Living among the Russian refugee community in Paris, Liza’s daughter Nastia died of meningitis. Her daughter’s death prompted a spiritual crisis out of which came a new vocation, “to be a mother for all, for all who need maternal care, assistance, or protection.” She began doing social work with the Russian refugee community, addressing a wide range of human needs. Her interaction with people’s needs sharpened her vocational focus. Her calling came together to live out a new monasticism that would be characterized by the “complete absence of even the subtlest barrier which might separate the heart from the world and its wounds.” The Orthodox Metropolitan accepted her vows to become a nun, and she was renamed Maria.

Mother Maria began to work with the most desperate needy among the refugees. To carry out this work she opened a house of hospitality for poor women, to which was soon added a second much-larger house. She actively sought out the homeless, visited the mental hospitals, started a sanatorium for tuberculosis patients, and a wide range of other social projects. In all her work she sought to engage the people receiving the services in how the programs would be, building a “communal organization” to keep every recipient of aid from becoming a “routine cipher.”

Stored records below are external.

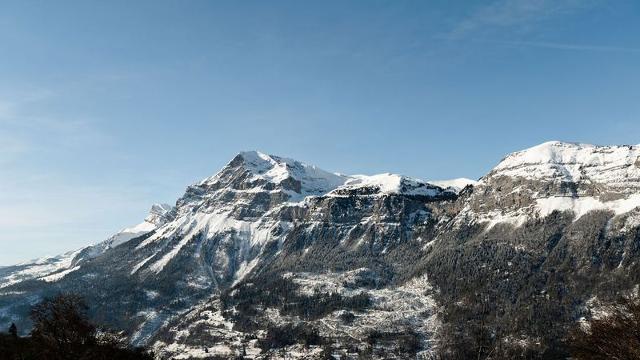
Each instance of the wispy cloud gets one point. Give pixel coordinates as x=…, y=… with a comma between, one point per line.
x=514, y=13
x=565, y=46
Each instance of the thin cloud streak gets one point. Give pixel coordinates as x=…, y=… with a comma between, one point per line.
x=514, y=13
x=564, y=46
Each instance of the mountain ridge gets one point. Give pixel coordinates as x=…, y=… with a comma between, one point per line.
x=243, y=248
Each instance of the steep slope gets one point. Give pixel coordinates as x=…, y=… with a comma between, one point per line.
x=271, y=253
x=545, y=231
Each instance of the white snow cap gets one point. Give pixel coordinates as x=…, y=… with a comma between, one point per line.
x=390, y=184
x=454, y=184
x=275, y=169
x=573, y=162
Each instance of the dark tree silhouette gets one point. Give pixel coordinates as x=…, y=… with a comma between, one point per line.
x=62, y=323
x=614, y=335
x=13, y=330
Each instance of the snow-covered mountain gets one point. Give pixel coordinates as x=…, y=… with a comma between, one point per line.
x=384, y=266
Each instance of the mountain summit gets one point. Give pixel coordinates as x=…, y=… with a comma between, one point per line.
x=271, y=253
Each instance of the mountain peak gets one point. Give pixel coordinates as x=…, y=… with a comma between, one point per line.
x=257, y=170
x=387, y=183
x=574, y=162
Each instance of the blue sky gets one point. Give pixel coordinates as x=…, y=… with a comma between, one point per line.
x=109, y=106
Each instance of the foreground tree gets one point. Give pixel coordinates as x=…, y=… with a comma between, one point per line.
x=613, y=335
x=62, y=331
x=61, y=324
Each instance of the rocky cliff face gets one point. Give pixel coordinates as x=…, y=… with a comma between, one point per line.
x=271, y=254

Then World War II broke out, and Hitler’s forces soon captured Paris. Mother Maria had seen the catastrophe coming. “Everything is clearly in its place. Everyone must maker their choice.” Her choice was to stay with her women, which soon expanded to the targets of Nazi ruthlessness. Russian refugees were targets, thousands of whom were arrested. But the main target was the French Jewish population. Mother Maria and her son Yura along with the Orthodox priest Father Dimitri Klepinin joined with the French underground in hiding Jews and helping them escape.

Mother Maria welcomed Jews into the hospitality house. Jews asked Father Dimitri to issue false baptismal certificates to them, which he willingly did, registering the “baptisms” in the parish register assuming the Gestapo would check. They helped provide other forged documents to help Jews travel out of Nazi-occupied territory. Mother Maria and Father Dimitri understood that they risked punishment. When the order came for Jews to wear the yellow star, Maria said, “There is not only a Jewish question, but a Christian question. Don’t you realize that the battle is being waged against Christianity? If we were true Christians we would all wear the Star. The age of confessors has arrived.”

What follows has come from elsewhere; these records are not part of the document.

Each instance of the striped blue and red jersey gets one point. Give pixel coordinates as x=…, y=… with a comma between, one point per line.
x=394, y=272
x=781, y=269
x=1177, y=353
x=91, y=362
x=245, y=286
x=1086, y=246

When the Nazis began the mass arrests of Jews, they were all interred in a sports stadium. For three days Mother Maria used her monastic robe and social work contacts to gain access to the stadium. She provided food and comfort. She smuggled out some children with the aid of garbage collectors who hid them in trash bins. She said if anyone came to their house looking for Jews she would show them the icon of the Mother of God.

In February 1943 Father Dimitri, Yura and Mother Maria were arrested. Father Dimitri and Yura were eventually sent to Auschwitz where they perished. Mother Maria was sent to Ravensbruck where she survived for two years. One of those who knew her in the camp said, “She was the kind of person who made no distinction between people whether they held extremely progressive political views or had religious beliefs radically different than her own.” She was sent to the gas chambers on March 31, 1945, Good Friday, even as the artillery of the advancing Russian Army could be heard signaling the approach of liberation.

Mother Maria Skobtsova wrote extensively, including poetry and theological essays. Her writings in Russian and French are starting to be translated into English. In 2004 the Holy Synod of the Ecumenical Patriarchate in Istanbul recognized her, her son Yura, Father Dimitri, and one other colleague as saints.